Das anschließende Vortragsprogramm, moderiert von Marcus Ruckstädter, Gesamtvertriebsleiter bei Zeller+Gmelin, griff gleich im ersten Vortrag das Schwerpunktthema Migration auf. Dr. Stéphane Papilloud, bei Nestlé Leiter Sicherheit für Lebensmittelverpackungen, beschrieb die aktuellen Herausforderungen für sein Unternehmen. Die daraus folgenden Anforderungen an Verpackungen seien nicht zu unterschätzen. Sie hätten spürbare wirtschaftliche Konsequenzen für die gesamte Wertschöpfungskette. Situationen wie die Migrationsfunde von ITX oder 4-Methylbenzophenon haben die Welt der Verpackung unumkehrbar verändert. Der Nahrungsmittelhersteller Nestlé setzt in Zukunft verstärkt auf engere und bessere Partnerschaften mit Lieferunternehmen. Von Druckfarbenherstellern erwarte das Unternehmen beispielsweise bezahlbare migrationsarme Farbsysteme, die alle geltenden Richtlinien erfüllen.
Zusätzlich zu den gesetzlichen Richtlinien setzt Nestlé auf unternehmenseigene Standards. Von den 25 dort aufgeführten Themen beschäftigen sich vier mit Verpackungsdruckfarben. Dabei geht es um den Druck auf der Außenseite der Verpackung ebenso wie um die Bedruckung der Innenseite sowie um die Verfahren UV-Druck und Inkjet. Seit April 2010 hat Nestlé zudem einen neuen Leitfaden für Verpackungsdruckfarben herausgebracht. UV-Farben bezeichnete Stéphane Papilloud in diesem Zusammenhang als Technologie mit Zukunft, die stärker zum Einsatz kommen sollte. Allerdings seien sehr gut kontrollierte Bedingungen erforderlich. In dieser Hinsicht forciert Nestlé die Schweizer „Drucktinten-Verordnung“, die das Unternehmen gemeinsam mit anderen Markenartikelkonzernen weltweit als Standard durchsetzen will.

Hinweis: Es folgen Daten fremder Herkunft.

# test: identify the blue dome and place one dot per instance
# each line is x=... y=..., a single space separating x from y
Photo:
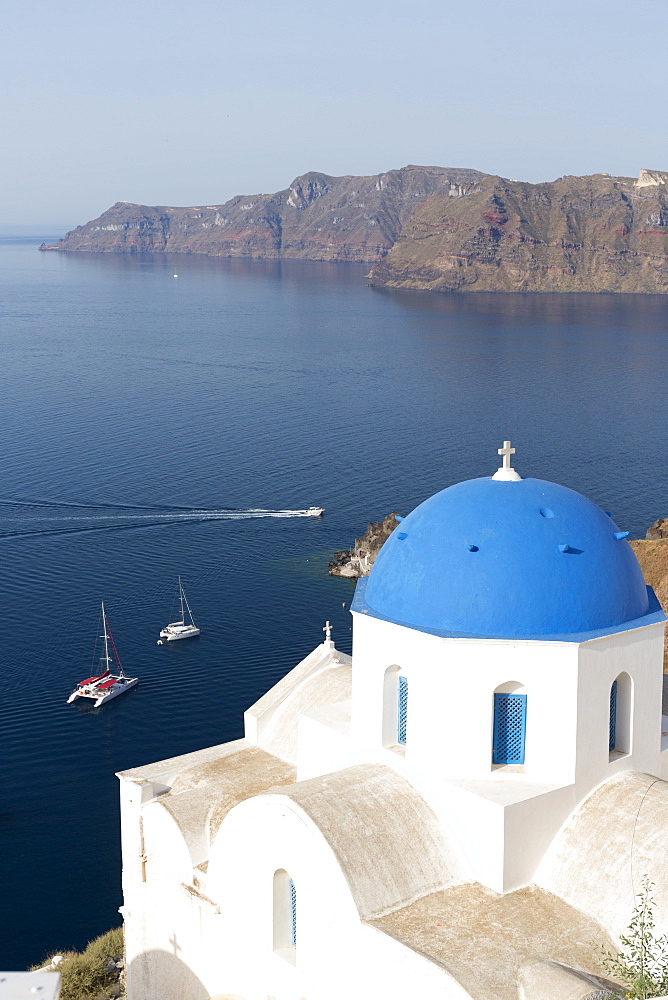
x=495 y=558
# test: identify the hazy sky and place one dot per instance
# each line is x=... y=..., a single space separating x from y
x=187 y=103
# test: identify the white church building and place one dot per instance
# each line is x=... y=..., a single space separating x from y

Dass Stéphane Papilloud eine Lanze für UV-Farben brach, begründete er damit, dass strahlenhärtende Farbsysteme mittlerweile weitaus besser erforscht seien als lösemittel- oder wasserbasierte Farben. Letztere würden zahlreiche Additive enthalten, über deren Eigenschaften zu wenig bekannt sei. Farben, die Bestandteile an Mineralöl beinhalten, haben nach seiner Auffassung keine Zukunft im Bereich der Lebensmittelverpackung.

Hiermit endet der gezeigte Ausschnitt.